Originally Posted by
Andriyko
Reputation means different things to different people. Obviously, for people who associate flying with food the fact that BA may stop giving any for free will mean a bad thing. As far as I can see it I might as well complain when a restaurant does not do my dry-cleaning when I go for dinner. Other airlines lost their reputation because their hard product sucked and they had/still have some of the most disinterested employees. Food had nothing to do with that. It is because BA was so far ahead and introduced a flat bed in business class that other airlines were behind. And these airlines lost their reputation in premium classes, not in economy. But premium classes are different. I don't think that in economy there is any difference, unless, of course, one really wants to make a point and say that crisps amount to full service.
There have been many posts on this thread on whether BoB will lead to reputational damage or not, and you are of course welcome to continue that debate, but my post which you quoted was not one of them. It simply stated a research finding (which, in fairness will be well known to many people aware of the relevant bodies of literature, but I suspect many people on FT have no reason to be) that it takes less to damage a reputation than to salvage it, and that negative reputational effects last much longer than positive ones.

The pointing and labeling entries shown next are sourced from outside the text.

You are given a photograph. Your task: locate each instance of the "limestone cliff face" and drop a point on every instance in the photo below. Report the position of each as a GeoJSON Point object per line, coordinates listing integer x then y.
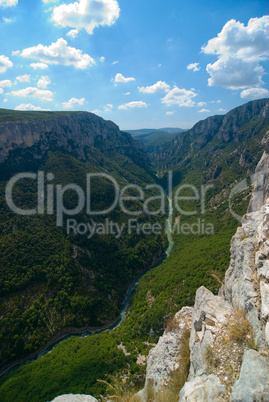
{"type": "Point", "coordinates": [229, 341]}
{"type": "Point", "coordinates": [72, 132]}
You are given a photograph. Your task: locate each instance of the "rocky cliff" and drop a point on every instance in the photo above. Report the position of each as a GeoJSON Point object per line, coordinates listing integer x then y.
{"type": "Point", "coordinates": [229, 340]}
{"type": "Point", "coordinates": [214, 134]}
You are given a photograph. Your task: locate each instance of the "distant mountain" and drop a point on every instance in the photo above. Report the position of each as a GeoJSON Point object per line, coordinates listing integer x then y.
{"type": "Point", "coordinates": [142, 131]}
{"type": "Point", "coordinates": [220, 146]}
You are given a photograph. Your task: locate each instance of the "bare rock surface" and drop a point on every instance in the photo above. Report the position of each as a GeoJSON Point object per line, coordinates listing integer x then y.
{"type": "Point", "coordinates": [74, 398]}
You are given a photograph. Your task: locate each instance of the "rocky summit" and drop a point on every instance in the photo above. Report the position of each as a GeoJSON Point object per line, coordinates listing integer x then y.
{"type": "Point", "coordinates": [229, 339]}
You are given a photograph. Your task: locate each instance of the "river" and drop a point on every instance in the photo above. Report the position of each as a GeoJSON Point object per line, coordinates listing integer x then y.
{"type": "Point", "coordinates": [116, 323]}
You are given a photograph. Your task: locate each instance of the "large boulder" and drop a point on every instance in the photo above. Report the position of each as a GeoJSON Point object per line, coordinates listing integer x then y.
{"type": "Point", "coordinates": [253, 382]}
{"type": "Point", "coordinates": [74, 398]}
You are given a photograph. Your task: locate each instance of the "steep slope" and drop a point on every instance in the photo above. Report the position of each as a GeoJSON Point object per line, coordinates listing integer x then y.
{"type": "Point", "coordinates": [229, 341]}
{"type": "Point", "coordinates": [215, 145]}
{"type": "Point", "coordinates": [54, 280]}
{"type": "Point", "coordinates": [79, 363]}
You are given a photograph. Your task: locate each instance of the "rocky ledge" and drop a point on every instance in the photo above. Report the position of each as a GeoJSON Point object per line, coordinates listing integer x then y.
{"type": "Point", "coordinates": [229, 340]}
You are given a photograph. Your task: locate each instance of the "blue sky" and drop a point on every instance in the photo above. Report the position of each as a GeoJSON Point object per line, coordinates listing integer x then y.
{"type": "Point", "coordinates": [142, 63]}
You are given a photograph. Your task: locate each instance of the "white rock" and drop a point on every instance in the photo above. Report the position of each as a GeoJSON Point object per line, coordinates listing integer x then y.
{"type": "Point", "coordinates": [75, 398]}
{"type": "Point", "coordinates": [264, 288]}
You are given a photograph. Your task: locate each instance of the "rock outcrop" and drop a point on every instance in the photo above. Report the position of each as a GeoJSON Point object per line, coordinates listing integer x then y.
{"type": "Point", "coordinates": [164, 358]}
{"type": "Point", "coordinates": [73, 133]}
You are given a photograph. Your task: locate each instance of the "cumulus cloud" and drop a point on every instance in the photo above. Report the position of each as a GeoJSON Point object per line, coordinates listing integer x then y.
{"type": "Point", "coordinates": [87, 14]}
{"type": "Point", "coordinates": [23, 78]}
{"type": "Point", "coordinates": [120, 78]}
{"type": "Point", "coordinates": [234, 73]}
{"type": "Point", "coordinates": [194, 67]}
{"type": "Point", "coordinates": [254, 93]}
{"type": "Point", "coordinates": [23, 106]}
{"type": "Point", "coordinates": [8, 3]}
{"type": "Point", "coordinates": [72, 102]}
{"type": "Point", "coordinates": [160, 86]}
{"type": "Point", "coordinates": [73, 33]}
{"type": "Point", "coordinates": [5, 83]}
{"type": "Point", "coordinates": [179, 96]}
{"type": "Point", "coordinates": [59, 53]}
{"type": "Point", "coordinates": [42, 94]}
{"type": "Point", "coordinates": [134, 104]}
{"type": "Point", "coordinates": [5, 63]}
{"type": "Point", "coordinates": [43, 82]}
{"type": "Point", "coordinates": [239, 49]}
{"type": "Point", "coordinates": [42, 66]}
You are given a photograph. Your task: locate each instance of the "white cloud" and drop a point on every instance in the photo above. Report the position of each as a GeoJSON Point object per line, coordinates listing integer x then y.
{"type": "Point", "coordinates": [239, 49]}
{"type": "Point", "coordinates": [87, 14]}
{"type": "Point", "coordinates": [5, 63]}
{"type": "Point", "coordinates": [108, 107]}
{"type": "Point", "coordinates": [179, 96]}
{"type": "Point", "coordinates": [8, 3]}
{"type": "Point", "coordinates": [43, 82]}
{"type": "Point", "coordinates": [170, 113]}
{"type": "Point", "coordinates": [160, 86]}
{"type": "Point", "coordinates": [59, 53]}
{"type": "Point", "coordinates": [120, 78]}
{"type": "Point", "coordinates": [42, 66]}
{"type": "Point", "coordinates": [5, 83]}
{"type": "Point", "coordinates": [134, 104]}
{"type": "Point", "coordinates": [73, 33]}
{"type": "Point", "coordinates": [254, 93]}
{"type": "Point", "coordinates": [23, 106]}
{"type": "Point", "coordinates": [23, 78]}
{"type": "Point", "coordinates": [194, 67]}
{"type": "Point", "coordinates": [72, 102]}
{"type": "Point", "coordinates": [42, 94]}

It is just a point of fact which I thought was interesting in the context of people discussing reputation here, and from that point of view, it makes absolutely no difference if the negative reputational stimulus is related to food, seats, airports, a personal negative experience, a murder on a flight, a tragic accident, or a boss or manager being embroiled in some sort of tabloid scandal or anything else. If any of those stimuli do not lead to negative evaluation on your part then, great there is no effect, but if this is above your personal threshold for negative effect, then it will take a much stronger stimulus and much more time to reverse the effect.
For those interested, there are interesting effects in terms of brain waves - you can have an EEG of someone watching positive news and it is totally unaltered, then you put what represents bad news to them and their EEG suddenly goes totally crazy.